One of the most notable flameouts of the new media era was Bud.TV. Launched in early 2007 with great fanfare, the site was an attempt by brewing giant Anheuser-Busch to capture the attention of young beer drinkers through non-traditional means.
Bud.TV would feature edgy, original content– everything from 30-second snippets to half-hour programs. Well-known entertainers like Kevin Spacey and Matt Damon would be involved through their production companies. Users would watch the shows, pass them along to their friends, even contribute their own creations. It was an ambitious undertaking– in essence, the creation of a complete online TV channel.
And it landed with a thud. Published reports noted that A-B spent $30 million or more to develop Bud.TV, yet the site never gained traction, gaining only a couple of hundred thousand monthly viewers instead of the 3 million or more it projected.

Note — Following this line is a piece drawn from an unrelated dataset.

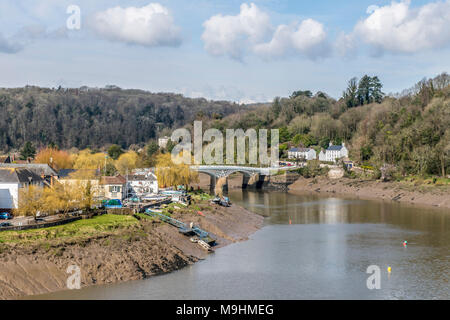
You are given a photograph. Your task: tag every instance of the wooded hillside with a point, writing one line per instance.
(89, 117)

Bud.TV was basically shut down after three months, although the site continued to limp along for another year or so before A-B officially pulled the plug. A cumbersome registration process — to restrict underage viewing — was a key culprit.

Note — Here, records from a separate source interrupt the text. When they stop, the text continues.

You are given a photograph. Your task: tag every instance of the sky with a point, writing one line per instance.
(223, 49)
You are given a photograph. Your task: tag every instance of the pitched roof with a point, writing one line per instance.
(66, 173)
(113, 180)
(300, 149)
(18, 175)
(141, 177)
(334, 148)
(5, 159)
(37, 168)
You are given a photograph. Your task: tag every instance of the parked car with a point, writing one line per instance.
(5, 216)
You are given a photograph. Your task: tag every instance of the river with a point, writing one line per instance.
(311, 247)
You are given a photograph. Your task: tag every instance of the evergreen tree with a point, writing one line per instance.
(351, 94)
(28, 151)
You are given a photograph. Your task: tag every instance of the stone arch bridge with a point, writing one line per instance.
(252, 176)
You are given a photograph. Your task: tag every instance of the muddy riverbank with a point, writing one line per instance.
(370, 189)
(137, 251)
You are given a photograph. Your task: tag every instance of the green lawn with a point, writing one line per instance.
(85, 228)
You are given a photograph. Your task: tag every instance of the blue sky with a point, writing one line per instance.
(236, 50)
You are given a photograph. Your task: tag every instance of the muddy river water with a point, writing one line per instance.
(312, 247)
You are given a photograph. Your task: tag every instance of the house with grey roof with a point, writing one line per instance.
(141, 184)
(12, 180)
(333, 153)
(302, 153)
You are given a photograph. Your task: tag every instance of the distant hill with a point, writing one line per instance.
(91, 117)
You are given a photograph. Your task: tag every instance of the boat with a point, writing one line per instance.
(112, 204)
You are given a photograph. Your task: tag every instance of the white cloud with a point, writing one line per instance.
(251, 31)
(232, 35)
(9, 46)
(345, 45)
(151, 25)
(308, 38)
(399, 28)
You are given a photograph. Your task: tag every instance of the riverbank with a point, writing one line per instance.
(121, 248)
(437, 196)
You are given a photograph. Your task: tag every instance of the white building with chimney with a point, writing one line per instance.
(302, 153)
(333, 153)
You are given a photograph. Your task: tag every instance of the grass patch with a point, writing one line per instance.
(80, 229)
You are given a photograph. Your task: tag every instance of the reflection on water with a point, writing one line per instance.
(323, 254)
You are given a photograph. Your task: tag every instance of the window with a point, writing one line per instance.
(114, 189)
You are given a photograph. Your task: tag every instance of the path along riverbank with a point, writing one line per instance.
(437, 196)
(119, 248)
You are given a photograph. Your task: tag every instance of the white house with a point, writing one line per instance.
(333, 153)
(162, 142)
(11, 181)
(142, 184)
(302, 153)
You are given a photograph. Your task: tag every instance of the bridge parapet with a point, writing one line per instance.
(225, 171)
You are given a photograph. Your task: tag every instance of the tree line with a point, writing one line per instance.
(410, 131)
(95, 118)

Marketing bloggers jumped all over Anheuser-Busch. With the benefit of hindsight, they pointed out that anyone could have predicted the failure of Bud.TV. But I’d argue that the concept was a sound one, and had the site launched in 2010 instead of 2007, it would have stood a much better chance of succeeding.
Three years is an eternity in Internet time, and Bud.TV simply may have been too far ahead of the curve. Today, those same marketing bloggers are calling on companies to create their own online content channels to reach consumers who have tuned out the traditional media.
And companies are listening. A recent survey by King Fish Media found that 80 percent of the responding companies plan to increase spending on social media in 2010.
It makes a lot of sense, given the ongoing struggles of traditional media in both content creation and advertising.
Traditional media have undergone dramatic cutbacks in recent years; the typical news or consumer media organization has lost a third or more of its editorial staff since 2007. Meanwhile, the challenges of traditional advertising have been well chronicled; consumers increasingly have control over what they choose to read or watch, and that includes ad messages.
If a company can offer relevant content that its customers actually want to see, it can build loyalty as a welcome source, rather than as an uninvited intruder. Whole Foods, for example, has nearly 1.5 million Twitter followers and 150,000 Facebook friends. Those are people who have invited Whole Foods to be part of their social networks.
Just last week, a new online magazine launched in the Tampa Bay area. 83 Degrees is produced by a for-profit company with the backing of more than a dozen sponsors, including corporations as well as several local governments and regional economic development agencies.
“There is so much that is taking place all over Tampa Bay and in downtown Tampa, and there is only so much press space out there for it,” an executive of the Tampa Downtown Partnership told the local business journal.
Some observers are concerned about tax dollars being used to support what they see as a propaganda effort. But when local media no longer have the staff to cover economic development, I don’t see why public budgets shouldn’t be prudently spent on informing the public. If that requires creating a new communications vehicle, so be it.
As for Budweiser, the brand hasn’t given up on social media. It’s continued to engage consumers online– for example, by allowing them to vote on which Super Bowl commercials Budweiser will run.
And I’d be surprised if Budweiser doesn’t take the lessons it learned from Bud.TV and return with a retooled version that wins more widespread acceptance than the first one did.